Folate Supplementation Guide
You are looking to fall pregnant and want to do all you can to ensure you have a happy and healthy baby. The right form and right amount of folate is crucial to you falling pregnant and having a successful pregnancy. The word folate is an umbrella term, describing multiple forms of folate. Using the term folate keeps things simple, but when you dig deeper beyond the umbrella you discover folate has many faces. There are three forms of folates you should be aware of when beginning to think about folate supplementation.
- Folic Acid
- Folinic Acid
When To SupplementFolate supplementation should start long before pregnancy begins. Ensuring proper folate levels during preconception preparation is something everyone hoping to become pregnant should do. It takes time for each cell in the body to have optimal folate levels (up to 4 months) and so this is where preconception care becomes crucially important. Preparation is key. If there is a problem such as an MTHFR mutation or other problem affecting the folate cycle, it may take longer to normalize. Folate supplementation should begin during preconception and continue throughout the entire pregnancy. During the first 3-4 weeks of pregnancy (periconceptional period), low folate levels play a role in the development of neural tube defects (NTD’s) and many other pregnancy complications, which are listed in our article “What is folic acid?”.
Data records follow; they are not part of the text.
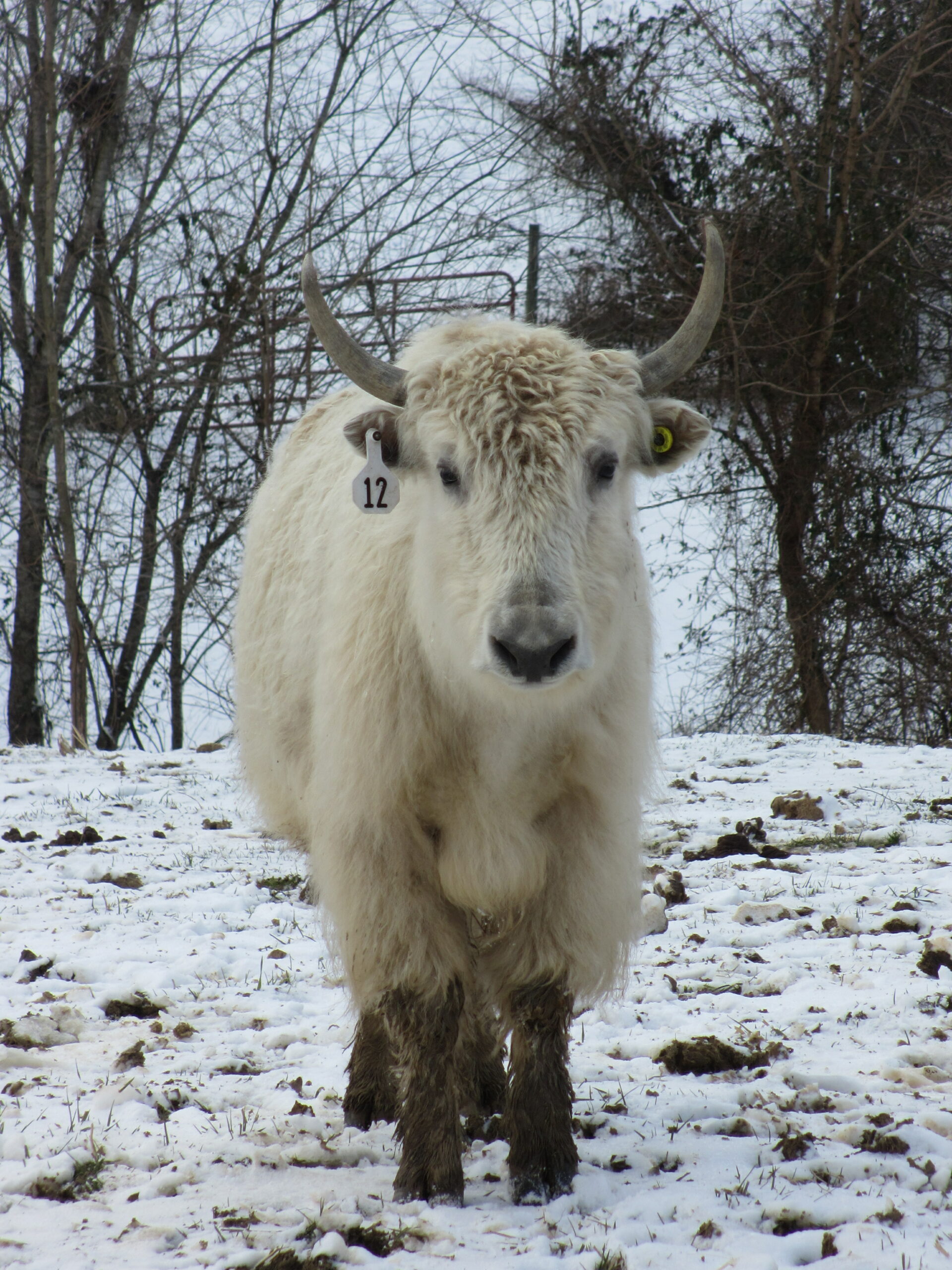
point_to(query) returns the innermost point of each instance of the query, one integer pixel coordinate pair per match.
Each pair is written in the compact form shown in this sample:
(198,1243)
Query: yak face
(518,447)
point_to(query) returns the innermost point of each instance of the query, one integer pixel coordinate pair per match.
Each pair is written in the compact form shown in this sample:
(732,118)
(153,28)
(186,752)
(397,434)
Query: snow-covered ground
(210,1132)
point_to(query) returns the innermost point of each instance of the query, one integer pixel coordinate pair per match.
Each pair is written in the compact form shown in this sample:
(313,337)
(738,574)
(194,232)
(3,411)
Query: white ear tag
(376,488)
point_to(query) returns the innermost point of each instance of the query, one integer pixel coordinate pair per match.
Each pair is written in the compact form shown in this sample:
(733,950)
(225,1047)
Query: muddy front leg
(542,1155)
(372,1087)
(424,1030)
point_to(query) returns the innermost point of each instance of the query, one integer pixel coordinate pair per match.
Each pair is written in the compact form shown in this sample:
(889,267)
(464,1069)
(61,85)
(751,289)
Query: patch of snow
(197,1157)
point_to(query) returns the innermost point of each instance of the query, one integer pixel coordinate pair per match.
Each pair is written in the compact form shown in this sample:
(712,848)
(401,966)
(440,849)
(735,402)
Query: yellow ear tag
(662,440)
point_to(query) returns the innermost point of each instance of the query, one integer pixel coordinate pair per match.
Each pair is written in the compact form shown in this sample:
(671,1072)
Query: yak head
(518,445)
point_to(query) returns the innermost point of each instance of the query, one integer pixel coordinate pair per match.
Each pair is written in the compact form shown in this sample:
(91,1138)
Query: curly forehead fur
(518,397)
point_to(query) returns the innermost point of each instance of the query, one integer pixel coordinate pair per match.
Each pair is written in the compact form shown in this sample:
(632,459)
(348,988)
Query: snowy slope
(223,1139)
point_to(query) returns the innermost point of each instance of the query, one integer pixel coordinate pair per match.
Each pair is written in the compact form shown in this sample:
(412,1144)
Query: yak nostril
(506,654)
(563,652)
(534,665)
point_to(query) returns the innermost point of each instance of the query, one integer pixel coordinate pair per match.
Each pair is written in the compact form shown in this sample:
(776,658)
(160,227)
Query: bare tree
(179,352)
(819,134)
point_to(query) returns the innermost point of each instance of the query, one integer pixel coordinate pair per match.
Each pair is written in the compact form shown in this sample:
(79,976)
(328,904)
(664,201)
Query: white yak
(448,706)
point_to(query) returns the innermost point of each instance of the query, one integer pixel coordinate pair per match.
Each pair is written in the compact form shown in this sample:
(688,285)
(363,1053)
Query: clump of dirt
(139,1008)
(884,1143)
(127,882)
(706,1056)
(85,837)
(85,1180)
(670,888)
(278,885)
(794,1146)
(754,829)
(932,960)
(233,1219)
(286,1259)
(898,926)
(130,1058)
(740,844)
(794,1225)
(376,1240)
(797,807)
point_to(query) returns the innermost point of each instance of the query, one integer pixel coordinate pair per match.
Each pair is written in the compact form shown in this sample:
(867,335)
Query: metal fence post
(532,277)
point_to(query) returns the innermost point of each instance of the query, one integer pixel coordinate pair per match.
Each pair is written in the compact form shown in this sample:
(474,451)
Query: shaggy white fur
(459,825)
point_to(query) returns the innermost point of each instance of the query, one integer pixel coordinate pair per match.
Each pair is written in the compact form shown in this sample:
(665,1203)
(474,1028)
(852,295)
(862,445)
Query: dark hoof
(361,1113)
(540,1188)
(404,1194)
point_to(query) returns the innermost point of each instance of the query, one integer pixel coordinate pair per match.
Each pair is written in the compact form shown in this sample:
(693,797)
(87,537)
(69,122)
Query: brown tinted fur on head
(542,1155)
(424,1032)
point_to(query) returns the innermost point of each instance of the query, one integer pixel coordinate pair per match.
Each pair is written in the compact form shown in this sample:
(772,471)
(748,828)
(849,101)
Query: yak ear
(676,435)
(386,423)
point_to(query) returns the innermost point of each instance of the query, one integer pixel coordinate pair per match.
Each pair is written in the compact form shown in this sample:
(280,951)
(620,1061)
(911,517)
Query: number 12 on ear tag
(376,488)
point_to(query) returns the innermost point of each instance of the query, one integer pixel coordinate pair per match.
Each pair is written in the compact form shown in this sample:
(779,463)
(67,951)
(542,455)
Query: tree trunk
(176,663)
(796,498)
(24,711)
(117,714)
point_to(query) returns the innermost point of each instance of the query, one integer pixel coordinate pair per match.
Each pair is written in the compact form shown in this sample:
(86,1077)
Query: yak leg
(480,1076)
(371,1090)
(425,1030)
(542,1155)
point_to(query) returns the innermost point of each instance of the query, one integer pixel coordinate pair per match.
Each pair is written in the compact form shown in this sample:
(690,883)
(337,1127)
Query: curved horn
(679,353)
(368,373)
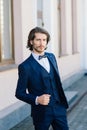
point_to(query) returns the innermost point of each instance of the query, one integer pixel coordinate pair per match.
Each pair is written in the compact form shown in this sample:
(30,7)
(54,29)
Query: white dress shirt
(43,62)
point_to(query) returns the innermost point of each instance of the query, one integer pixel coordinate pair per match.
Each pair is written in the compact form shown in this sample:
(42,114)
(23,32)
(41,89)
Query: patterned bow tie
(43,56)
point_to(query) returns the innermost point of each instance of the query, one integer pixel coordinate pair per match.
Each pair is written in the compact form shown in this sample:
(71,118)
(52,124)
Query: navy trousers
(54,115)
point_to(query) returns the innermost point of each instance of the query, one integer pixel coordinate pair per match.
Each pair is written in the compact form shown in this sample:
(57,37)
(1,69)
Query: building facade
(65,20)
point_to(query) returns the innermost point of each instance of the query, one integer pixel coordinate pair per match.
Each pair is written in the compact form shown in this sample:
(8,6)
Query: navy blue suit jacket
(32,80)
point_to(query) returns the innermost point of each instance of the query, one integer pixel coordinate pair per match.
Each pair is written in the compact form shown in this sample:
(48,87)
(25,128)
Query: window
(6,35)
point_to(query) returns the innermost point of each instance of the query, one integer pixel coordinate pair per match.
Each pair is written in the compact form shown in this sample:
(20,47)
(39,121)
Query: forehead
(40,35)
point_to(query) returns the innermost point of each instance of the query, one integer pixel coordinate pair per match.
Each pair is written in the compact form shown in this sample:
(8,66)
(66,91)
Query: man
(40,77)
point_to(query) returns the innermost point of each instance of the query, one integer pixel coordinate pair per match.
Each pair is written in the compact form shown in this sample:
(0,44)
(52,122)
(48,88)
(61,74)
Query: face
(39,43)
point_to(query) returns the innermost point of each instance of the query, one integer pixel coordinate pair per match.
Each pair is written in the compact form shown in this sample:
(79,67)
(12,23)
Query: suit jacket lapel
(52,61)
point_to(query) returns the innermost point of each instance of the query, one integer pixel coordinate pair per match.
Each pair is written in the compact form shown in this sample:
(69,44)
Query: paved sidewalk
(77,118)
(76,112)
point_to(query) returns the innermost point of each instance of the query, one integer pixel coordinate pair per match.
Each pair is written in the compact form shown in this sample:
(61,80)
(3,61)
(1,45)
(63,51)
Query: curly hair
(31,36)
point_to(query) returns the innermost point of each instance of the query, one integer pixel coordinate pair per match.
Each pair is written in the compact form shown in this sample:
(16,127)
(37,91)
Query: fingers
(44,99)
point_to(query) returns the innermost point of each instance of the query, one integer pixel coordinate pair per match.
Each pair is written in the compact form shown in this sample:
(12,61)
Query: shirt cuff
(36,101)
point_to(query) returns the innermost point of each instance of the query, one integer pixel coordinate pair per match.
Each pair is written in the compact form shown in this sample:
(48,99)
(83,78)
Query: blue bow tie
(43,56)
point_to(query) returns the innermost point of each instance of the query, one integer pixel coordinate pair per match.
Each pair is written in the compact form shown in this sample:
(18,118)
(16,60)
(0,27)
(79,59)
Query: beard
(39,49)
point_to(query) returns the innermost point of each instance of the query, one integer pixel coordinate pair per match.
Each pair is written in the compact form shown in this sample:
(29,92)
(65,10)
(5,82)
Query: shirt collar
(36,56)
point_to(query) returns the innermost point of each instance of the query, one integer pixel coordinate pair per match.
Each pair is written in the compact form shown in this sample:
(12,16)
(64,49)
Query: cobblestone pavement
(77,118)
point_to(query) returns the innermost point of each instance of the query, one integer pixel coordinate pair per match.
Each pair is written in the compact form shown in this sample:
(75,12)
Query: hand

Folic Acid (Not Recommended)Folic acid is a synthetic compound that can be easily stored, transported and has a long shelf life. Other than being less expensive than other forms of folate supplementation, folic acid comes up short for the following three reasons:
- Folic acid is a synthetic compound that has NO physiological function until converted to dihydrofolate by dihydrofolate reductase (DHFR)
- The DHFR enzyme breaks down folic acid much slower than naturally occurring folates which causes a build up of folic acid.
- Folic acid has a stronger attraction to the folate receptors, blocking them from pulling natural folates into the cell for metabolic processes (our natural folates like leafy greens are essential for our folate levels)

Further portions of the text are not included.